国宝に指定されている東求堂(京都市左京区)

義政の遺命により山荘はのちに禅寺と改められたが、創建当時の建物で現存するのは観音殿(銀閣)と東求堂のみ。東求堂はこれまで何度か修復を重ね、1964~65年に解体修復された。その際、柱などに残された大工仕事の痕跡などを調査したところ、移築のために導入されたとみなされる後世の手法が混じっていたことが分かった。

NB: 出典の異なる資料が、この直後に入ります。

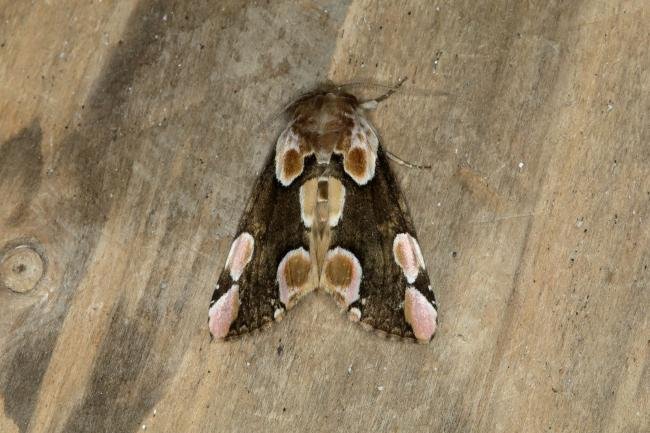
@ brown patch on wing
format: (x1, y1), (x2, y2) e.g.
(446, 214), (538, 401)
(325, 255), (352, 287)
(321, 247), (362, 307)
(277, 248), (315, 308)
(284, 256), (311, 287)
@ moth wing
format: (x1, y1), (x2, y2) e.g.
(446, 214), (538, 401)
(321, 145), (437, 342)
(208, 126), (317, 339)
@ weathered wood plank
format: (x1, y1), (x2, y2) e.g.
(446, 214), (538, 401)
(0, 0), (650, 433)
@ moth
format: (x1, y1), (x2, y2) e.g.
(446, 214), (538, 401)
(208, 81), (437, 342)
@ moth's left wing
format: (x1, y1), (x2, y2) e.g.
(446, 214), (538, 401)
(208, 126), (317, 339)
(321, 144), (437, 342)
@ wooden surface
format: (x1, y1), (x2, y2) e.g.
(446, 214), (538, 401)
(0, 0), (650, 433)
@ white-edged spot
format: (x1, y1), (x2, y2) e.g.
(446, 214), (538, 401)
(393, 233), (424, 284)
(348, 307), (361, 322)
(343, 114), (379, 185)
(275, 125), (306, 186)
(277, 247), (314, 308)
(299, 178), (318, 228)
(327, 177), (345, 227)
(321, 247), (362, 307)
(208, 284), (240, 338)
(226, 232), (255, 281)
(404, 287), (438, 342)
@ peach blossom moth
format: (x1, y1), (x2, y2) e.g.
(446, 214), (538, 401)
(208, 81), (437, 342)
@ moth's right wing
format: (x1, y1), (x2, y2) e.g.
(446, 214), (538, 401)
(208, 125), (317, 339)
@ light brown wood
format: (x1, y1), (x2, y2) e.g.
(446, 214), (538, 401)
(0, 0), (650, 433)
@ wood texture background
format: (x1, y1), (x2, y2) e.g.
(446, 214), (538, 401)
(0, 0), (650, 433)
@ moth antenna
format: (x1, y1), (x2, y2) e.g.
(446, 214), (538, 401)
(384, 150), (431, 170)
(360, 77), (408, 110)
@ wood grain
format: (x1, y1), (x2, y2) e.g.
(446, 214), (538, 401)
(0, 0), (650, 433)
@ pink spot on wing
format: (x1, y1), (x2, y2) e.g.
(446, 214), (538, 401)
(226, 232), (255, 281)
(208, 284), (240, 338)
(404, 287), (438, 342)
(393, 233), (424, 284)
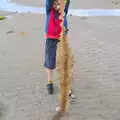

「堂の下には庭の跡も見つかった。あくまでも推測だが創建時の東求堂は現在とは別の場所にあったのではないか」と京都府の元文化財専門技術員で一般財団法人建築研究協会の中尾正治理事は語る。

江戸の寛永年間(1624~44年)、寺全体が修繕され、方丈(本堂)などが新たに作られた。東求堂はその時、建物ごと曳(ひき)家されたのではないかと、中尾さんはみている。推論どおりなら現在、銀沙灘(ぎんしゃだん)と呼ばれる砂盛りの辺りにもともとあったものが、北東へ20メートル近く移動したことになる。

だとすれば東求堂から観音殿は目と鼻の先だ。義政は観音殿の完成を見ることなく54歳で世を去ったが、普請中の観音殿の槌(つち)音は晩年の義政の心にどう響いていたのだろうか。

文 大阪地方部 岡本憲明

写真 大岡敦

 《交通・ガイド》慈照寺(銀閣寺)へは京都市バスの「銀閣寺道」から徒歩約10分。東求堂は5月6日まで特別公開中。同仁斎では、寺に伝わる秘伝書「君台観左右帳記」に基づいて付書院や違棚に茶器などが飾られている。寛永年間に造られた方丈や1996年に改築された香座敷「弄清亭(ろうせいてい)」も拝観できる。方丈では与謝蕪村と池大雅のふすま絵(複製)が観賞できる。